Do you know where your student will be from?
I've hosted a boy from Japan, a girl from Germany and now these two. The boy was my first experience and it was amazing, we are still very close to him. the girl, well that's a different story. It didn't work out and she ended up changing homes. they say that happens about 10% of the time.

Good luck with the approval process! I know it can be nerve wracking.


----------



## gen24 (May 12, 2009)

I don't host any exchange students, but I just wanted to say that over 10 years ago, I was one at 17 years old. It was extremely difficult, but overall, the experience was great and I ended up meeting my husband








My host family and I didn't get along that well (it's hard being in a new family at 17 with new rules) so I didn't keep in touch, but I am forever greatful that they let me be a part of their home for a whole year.


----------



## Attila the Honey (Mar 15, 2003)

gen> I appreciate hearing about it from the other perspective!

was there anything your host parents could have done to make it easier on you? Help me learn from your experience.


----------



## Pippi L. (Jan 25, 2008)

I was an exchange student when I was 16! I'm still in touch with my family and if I have a boy (I'm due in 5 days) I'm naming him after my host dad.

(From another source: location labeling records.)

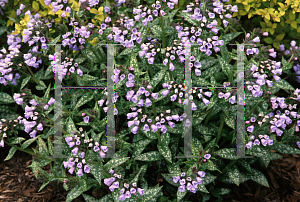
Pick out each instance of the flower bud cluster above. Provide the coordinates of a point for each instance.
(188, 182)
(7, 128)
(115, 98)
(127, 189)
(81, 144)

We had some rough times but we got through them. Remember that students will be different from what you expect and are making some huge changes. I don't think my host mom ever quite understood how different my US family was from her family. Not that you can be expected to see and understand everything, but students can be making some huge adjustments without your realizing it. As I've gotten older I can see it more from her point of view but it's harder at 16.

I think it's fabulous that you're going to be host families! Good luck and have a great time! My husband and I definitely want to host someday but right now we don't have the room







Hopefully someday we'll be able to give the great experience we had to someone else (my husband was an exchange student, too).


----------